Biocomplexity of Frost-Boil Ecosystems
This project seeks to understand the complex linkages between biogeochemical cycles, vegetation, disturbance, and climate across the full summer temperature gradient in the Arctic in order to better predict ecosystem responses to changing climate. We focus on frost-boils because: (1) The processes that are involved in the self-organization of these landforms drive biogeochemical cycling and vegetation succession of extensive arctic ecosystems. (2) These ecosystems contain perhaps the most diverse and ecologically important zonal ecosystems in the Arctic and are important to global carbon budgets. (3) The complex ecological relationships between patterned-ground formation, biogeochemical cycles, and vegetation and the significance of these relationships at multiple scales have not been studied. (4) The responses of the system to changes in temperature are likely to be nonlinear, but can be understood and modeled by examining the relative strengths of feedbacks between the components of the system at several sites along the natural arctic temperature gradient.

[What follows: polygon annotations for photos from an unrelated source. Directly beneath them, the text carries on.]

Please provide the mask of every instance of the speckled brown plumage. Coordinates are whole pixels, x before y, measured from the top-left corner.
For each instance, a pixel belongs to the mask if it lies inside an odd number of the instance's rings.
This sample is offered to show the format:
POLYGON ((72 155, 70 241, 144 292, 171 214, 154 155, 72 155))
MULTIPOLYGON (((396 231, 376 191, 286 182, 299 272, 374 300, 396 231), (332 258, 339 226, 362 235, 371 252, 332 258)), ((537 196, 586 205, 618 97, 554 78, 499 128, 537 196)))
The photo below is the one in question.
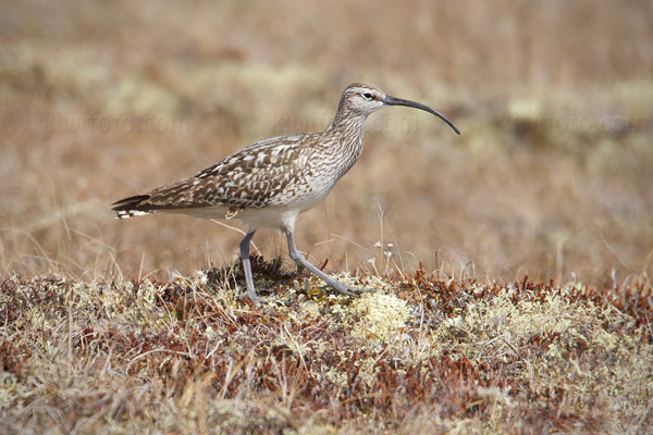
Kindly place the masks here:
POLYGON ((441 113, 414 101, 386 96, 362 83, 348 86, 333 122, 320 133, 276 137, 252 144, 194 176, 113 203, 118 219, 167 212, 197 217, 238 219, 249 228, 241 243, 247 296, 256 303, 249 241, 260 227, 280 229, 289 256, 336 290, 356 296, 365 289, 345 286, 310 264, 297 251, 297 215, 321 202, 352 169, 362 151, 367 116, 383 105, 424 110, 457 128, 441 113))

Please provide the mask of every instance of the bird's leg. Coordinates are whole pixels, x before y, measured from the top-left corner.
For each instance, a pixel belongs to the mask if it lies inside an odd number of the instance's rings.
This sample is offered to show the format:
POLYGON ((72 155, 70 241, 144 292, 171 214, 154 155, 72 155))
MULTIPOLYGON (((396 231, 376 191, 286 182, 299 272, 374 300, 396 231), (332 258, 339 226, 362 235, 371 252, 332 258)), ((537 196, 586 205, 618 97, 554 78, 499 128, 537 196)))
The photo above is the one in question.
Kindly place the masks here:
POLYGON ((243 269, 245 270, 245 281, 247 282, 247 291, 245 296, 247 296, 251 301, 258 307, 261 303, 261 298, 256 294, 256 289, 254 288, 254 277, 251 276, 251 262, 249 261, 249 243, 254 237, 255 229, 249 231, 245 235, 243 241, 241 241, 241 259, 243 260, 243 269))
POLYGON ((308 269, 313 275, 316 275, 319 278, 321 278, 322 281, 324 281, 324 283, 326 283, 328 286, 333 287, 334 289, 342 293, 343 295, 355 296, 355 297, 358 297, 360 293, 375 290, 375 288, 352 287, 352 286, 345 285, 345 284, 332 278, 331 276, 326 275, 324 272, 320 271, 318 268, 316 268, 315 265, 309 263, 308 260, 306 260, 304 258, 304 256, 297 250, 297 246, 295 246, 294 232, 286 229, 285 233, 286 233, 286 237, 288 240, 288 254, 291 256, 291 258, 297 264, 301 264, 304 268, 308 269))

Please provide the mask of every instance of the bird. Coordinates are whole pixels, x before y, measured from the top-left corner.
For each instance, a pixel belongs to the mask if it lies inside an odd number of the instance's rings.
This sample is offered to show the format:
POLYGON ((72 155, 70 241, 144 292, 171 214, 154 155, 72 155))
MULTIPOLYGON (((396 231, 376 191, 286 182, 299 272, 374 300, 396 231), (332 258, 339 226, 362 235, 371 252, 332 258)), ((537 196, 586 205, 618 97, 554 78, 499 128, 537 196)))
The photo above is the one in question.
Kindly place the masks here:
POLYGON ((284 234, 293 261, 336 291, 359 297, 374 289, 345 285, 306 260, 295 245, 295 223, 354 166, 362 152, 368 115, 390 105, 429 112, 460 134, 445 115, 426 104, 391 97, 373 85, 354 83, 343 91, 335 117, 323 132, 257 141, 193 176, 121 199, 112 203, 112 210, 116 219, 163 212, 239 220, 247 226, 239 244, 247 285, 243 296, 256 306, 262 299, 254 285, 249 244, 259 228, 284 234))

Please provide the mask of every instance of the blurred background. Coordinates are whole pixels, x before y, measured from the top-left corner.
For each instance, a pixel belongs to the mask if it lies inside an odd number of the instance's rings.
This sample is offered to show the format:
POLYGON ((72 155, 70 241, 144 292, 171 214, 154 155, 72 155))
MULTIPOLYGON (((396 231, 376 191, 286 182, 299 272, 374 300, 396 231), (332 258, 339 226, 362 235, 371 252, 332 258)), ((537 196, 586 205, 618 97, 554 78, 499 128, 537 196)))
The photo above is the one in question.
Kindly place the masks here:
MULTIPOLYGON (((211 221, 110 203, 370 116, 297 244, 330 272, 650 285, 653 2, 0 1, 0 272, 168 278, 236 259, 211 221)), ((229 222, 230 225, 235 224, 229 222)), ((267 257, 283 238, 261 232, 267 257)))

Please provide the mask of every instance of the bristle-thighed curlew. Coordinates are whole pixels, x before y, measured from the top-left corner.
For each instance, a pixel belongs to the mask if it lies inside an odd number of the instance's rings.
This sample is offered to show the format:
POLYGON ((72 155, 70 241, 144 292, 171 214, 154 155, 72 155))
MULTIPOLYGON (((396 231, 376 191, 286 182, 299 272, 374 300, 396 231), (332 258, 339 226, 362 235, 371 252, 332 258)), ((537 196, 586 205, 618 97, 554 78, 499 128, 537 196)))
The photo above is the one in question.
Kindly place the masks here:
POLYGON ((246 296, 256 304, 249 243, 258 228, 285 234, 289 257, 337 291, 358 296, 373 289, 356 288, 332 278, 308 262, 295 246, 295 222, 299 213, 320 203, 337 181, 352 169, 362 151, 368 115, 384 105, 406 105, 440 117, 428 105, 385 95, 372 85, 348 86, 340 100, 335 119, 321 133, 275 137, 252 144, 177 183, 113 203, 118 219, 167 212, 207 219, 238 219, 248 231, 241 241, 241 257, 247 282, 246 296))

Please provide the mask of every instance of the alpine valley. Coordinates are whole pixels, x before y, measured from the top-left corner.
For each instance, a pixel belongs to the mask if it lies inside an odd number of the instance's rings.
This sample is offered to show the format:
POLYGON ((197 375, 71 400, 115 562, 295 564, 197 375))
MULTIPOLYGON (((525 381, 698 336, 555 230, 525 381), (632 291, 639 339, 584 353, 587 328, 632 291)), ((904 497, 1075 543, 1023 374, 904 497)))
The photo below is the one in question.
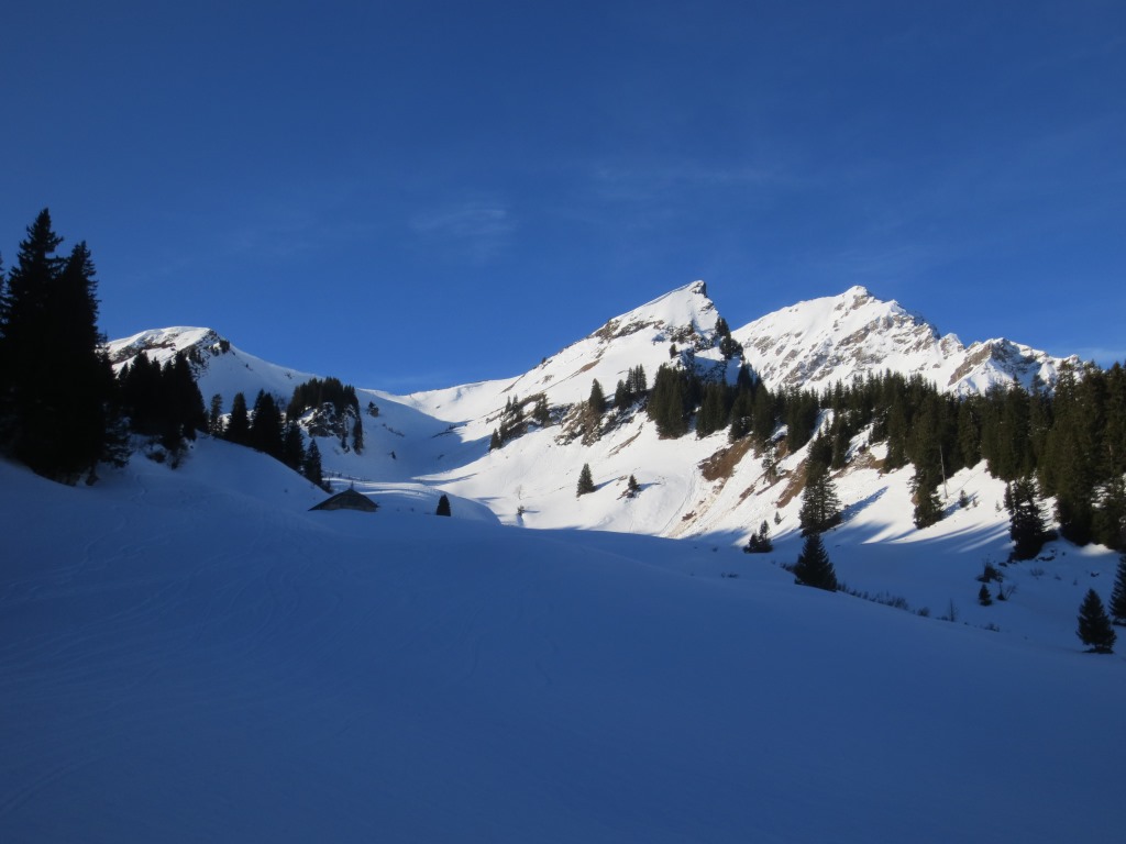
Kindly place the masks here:
POLYGON ((1114 484, 1010 537, 1078 359, 860 287, 732 329, 701 281, 409 395, 293 403, 333 374, 236 342, 108 345, 186 361, 209 434, 92 485, 0 461, 0 838, 1120 837, 1126 670, 1075 635, 1114 484), (378 511, 229 441, 256 396, 378 511), (837 592, 792 573, 813 465, 837 592))

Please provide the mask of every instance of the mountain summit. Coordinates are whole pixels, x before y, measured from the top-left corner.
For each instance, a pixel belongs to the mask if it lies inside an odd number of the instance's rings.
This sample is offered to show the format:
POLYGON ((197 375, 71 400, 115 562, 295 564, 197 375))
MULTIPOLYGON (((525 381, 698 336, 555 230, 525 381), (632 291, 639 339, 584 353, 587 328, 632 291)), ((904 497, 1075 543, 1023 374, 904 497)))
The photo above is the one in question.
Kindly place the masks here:
POLYGON ((939 336, 921 316, 864 287, 776 311, 733 335, 771 387, 823 388, 890 369, 965 395, 1013 379, 1025 387, 1034 378, 1051 386, 1062 362, 1008 340, 967 348, 956 335, 939 336))

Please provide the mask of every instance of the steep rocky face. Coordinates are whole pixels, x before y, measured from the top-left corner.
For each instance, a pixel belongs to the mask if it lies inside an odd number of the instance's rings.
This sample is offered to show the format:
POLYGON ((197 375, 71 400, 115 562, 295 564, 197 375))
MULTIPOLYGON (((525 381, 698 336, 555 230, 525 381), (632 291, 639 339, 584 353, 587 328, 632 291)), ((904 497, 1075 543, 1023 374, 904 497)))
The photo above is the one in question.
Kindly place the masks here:
POLYGON ((772 387, 822 389, 885 370, 921 375, 955 394, 980 393, 1016 378, 1055 383, 1062 362, 1007 340, 966 348, 939 336, 921 316, 863 287, 802 302, 733 332, 748 362, 772 387))
POLYGON ((644 367, 652 378, 661 363, 681 353, 690 358, 717 358, 718 317, 706 285, 694 281, 607 321, 515 378, 504 389, 519 396, 545 393, 552 404, 572 404, 588 397, 595 379, 613 393, 615 384, 635 366, 644 367))

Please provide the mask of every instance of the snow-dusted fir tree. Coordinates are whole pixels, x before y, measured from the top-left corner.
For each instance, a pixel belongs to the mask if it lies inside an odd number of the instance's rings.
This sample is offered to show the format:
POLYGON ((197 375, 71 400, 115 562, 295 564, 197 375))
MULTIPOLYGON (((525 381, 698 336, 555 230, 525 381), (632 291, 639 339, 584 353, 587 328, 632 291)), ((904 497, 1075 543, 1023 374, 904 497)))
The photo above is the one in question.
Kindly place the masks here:
POLYGON ((1118 636, 1110 625, 1099 593, 1093 589, 1087 590, 1087 598, 1080 604, 1079 628, 1075 630, 1075 635, 1096 654, 1114 653, 1115 640, 1118 636))
POLYGON ((816 586, 829 592, 837 591, 837 572, 832 560, 829 559, 829 553, 821 541, 820 533, 806 535, 802 553, 794 565, 794 577, 806 586, 816 586))
POLYGON ((829 466, 811 461, 805 469, 805 492, 798 513, 802 536, 823 533, 841 522, 841 502, 829 476, 829 466))
POLYGON ((584 463, 582 465, 582 472, 579 473, 579 487, 575 491, 575 496, 578 497, 592 492, 595 492, 595 478, 590 474, 590 464, 584 463))
POLYGON ((1115 587, 1110 592, 1110 618, 1116 625, 1126 626, 1126 551, 1118 557, 1115 587))

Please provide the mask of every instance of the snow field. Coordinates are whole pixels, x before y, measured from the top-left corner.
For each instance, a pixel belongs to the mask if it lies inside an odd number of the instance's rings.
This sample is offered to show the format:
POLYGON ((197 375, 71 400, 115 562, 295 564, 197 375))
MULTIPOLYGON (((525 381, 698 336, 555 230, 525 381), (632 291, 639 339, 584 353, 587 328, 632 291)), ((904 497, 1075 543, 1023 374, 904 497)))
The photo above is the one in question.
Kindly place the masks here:
POLYGON ((310 513, 323 493, 209 440, 92 488, 0 464, 0 838, 1057 842, 1126 820, 1120 656, 798 587, 711 537, 524 531, 393 492, 310 513))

We examine three aspects of biocomplexity associated with frost-boil ecosystems. They are: complexity associated with self-organization in frost-boil; complexity associated with interactions between biogeochemical cycles, cryoturbation, and vegetation; biocomplexity across spatial-temporal scales.
We propose to answer six questions related to the biocomplexity of frost-boil ecosystems: (1) How does the self-organization associated with frost boils occur? (2) How does the frost heave affect the soil biogeochemical processes within and between the frost boils? (3) How do frost heave and biogeochemical processes affect plant communities? (4) How do the biological processes in turn feed back to control frost heave? (5) How do interactions between biogeochemistry, cryotrubation and vegetation change along the existing arctic climate gradient? (6) How do the complex patterns associated with frost boils affect the tundra systems in a hierarchy of spatial-temporal scales?